2. Lack of Sleep Makes You More Hungry and Crave More Junk Foods
Sleep balances your appetite by maintaining proper levels of ghrelin and leptin.
Leptin is a hormone that is produced in your fat cells. The less leptin you produce, the more your stomach feels empty. The more ghrelin you produce, the more you stimulate hunger while also reducing the amount of calories you burn (your metabolism) and increasing the amount fat you store.
Not enough sleep may cause unbalanced levels of prolactin which is linked to a lowered immune system and sugar cravings. So you’re more likely to crave that donut or piece of cake.

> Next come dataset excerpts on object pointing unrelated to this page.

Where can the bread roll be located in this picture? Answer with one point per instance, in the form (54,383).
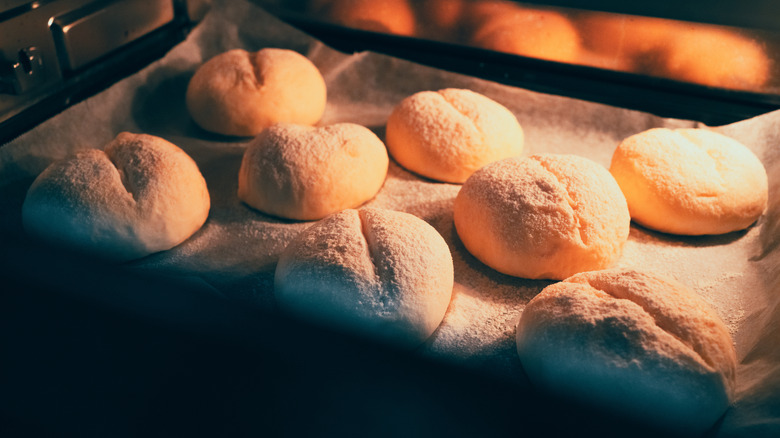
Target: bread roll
(448,134)
(139,196)
(305,173)
(382,273)
(241,93)
(632,344)
(546,216)
(690,181)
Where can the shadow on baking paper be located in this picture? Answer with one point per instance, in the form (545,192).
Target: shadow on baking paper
(646,235)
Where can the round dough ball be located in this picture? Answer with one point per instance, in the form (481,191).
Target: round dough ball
(690,181)
(633,344)
(385,16)
(546,216)
(305,173)
(378,272)
(241,93)
(139,196)
(448,134)
(534,33)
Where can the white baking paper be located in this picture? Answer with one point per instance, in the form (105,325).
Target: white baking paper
(235,252)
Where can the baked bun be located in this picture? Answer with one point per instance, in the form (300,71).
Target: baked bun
(536,33)
(139,196)
(690,181)
(632,344)
(305,173)
(546,216)
(241,93)
(382,273)
(448,134)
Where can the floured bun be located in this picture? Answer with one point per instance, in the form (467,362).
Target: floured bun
(139,196)
(448,134)
(690,181)
(375,272)
(717,57)
(305,173)
(241,93)
(546,216)
(633,344)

3. Messes Up Your Workouts
Just as important, lack of sleep makes it harder for your body to recover from exercise by slowing down the production of growth hormone, your natural source of anti-aging and fat burning that also facilitates recovery. This happens in two different ways:
1. Poor sleep means less slow wave sleep, which is when the most growth hormone is released.
2. As previously mentioned, a poor night of rest increases the stress hormone cortisol, which slows down the production of growth hormone. That means that the already reduced production of growth hormone due to lack of slow wave sleep is further reduced by more cortisol in your system. It’s a vicious cycle.

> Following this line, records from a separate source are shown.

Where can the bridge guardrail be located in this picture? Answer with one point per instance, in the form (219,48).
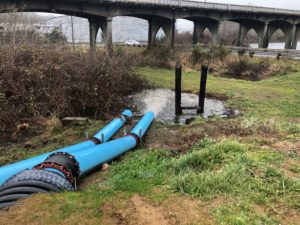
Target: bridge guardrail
(208,5)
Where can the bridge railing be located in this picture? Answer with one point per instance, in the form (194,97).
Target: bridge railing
(215,6)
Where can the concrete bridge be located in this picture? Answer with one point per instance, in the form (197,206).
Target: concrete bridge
(163,14)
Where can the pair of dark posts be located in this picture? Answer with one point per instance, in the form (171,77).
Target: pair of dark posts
(202,91)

So How much Sleep Should You Be Getting?
It depends from person to person. Generally speaking a person between the ages of 20-65 is recommended to get between 7 and 8 hours a night. Women tend to need more sleep than men.

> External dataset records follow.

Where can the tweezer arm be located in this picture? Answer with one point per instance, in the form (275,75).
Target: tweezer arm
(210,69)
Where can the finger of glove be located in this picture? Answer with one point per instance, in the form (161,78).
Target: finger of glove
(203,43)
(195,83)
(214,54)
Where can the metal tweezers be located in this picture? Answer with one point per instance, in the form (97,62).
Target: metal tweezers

If you’re a person that is really active or exercises a lot than I would aim to get closer to 8 hours a night. Teenagers need 8-10 hours a night, toddlers and young kids need 11-12 hours per night and the need for sleep starts to decline with the elderly due to decreased levels of brain chemicals (serotonin and melatonin). They also tend to catch naps during the day.
10 Quick Tips to Sleep Better
- Cut off caffeine. Nothing after 2pm. This is to ensure there is no caffeine in your system at bedtime.
- Start to turn the lights down around 7pm – This will give your body and mind a cue to slow down and that sleep is approaching
- Go to sleep on time and preferably before 11pm – getting to bed earlier than a 11pm is proven to give you a better quality sleep
- Sleep in a dark room, no street lights shining or any bright clock lights (cover them up) – shinning lights of any sort can interfere with your sleep/wake cycle
- Drink a Magnesium drink 30 minutes prior to sleep – Magnesium is known to decrease cortisol, the “stress hormone” that can keep you up at night. It also helps muscles relax, to give you that calm “sleepy” feeling and help you unwind after a long day.
- Use lavender essential oil – Lavendar essential oil is an excellent choice to relieve stress, but can also be used as an anti-depressant, and sedative
- Eat Whole Foods – good quality nutrients is how our bodies function optimally including quality sleep – to learn how to eat right click here –> http://bit.ly/Fat-Loss-Blueprint
- Exercise – it’s important to burn more calories and energy during the day. When this happens your body will crave a more restful sleep. If you need help on where to start click here > http://bit.ly/Workout-Challenge
- Drink More Water – Proper hydration is so important for restful sleep. Our body and brain chemical reactions depend on water. More about water here –> http://bit.ly/WaterJVB
- Try to wake up at the same time every day (weekends included). It’s important to have a schedule for your body so even if you are tempted to sleep in on the weekend try not to because this could affect your next nights sleep.
I hope this sheds some light on why sleep is so important for fat loss … but really for every aspect of your life.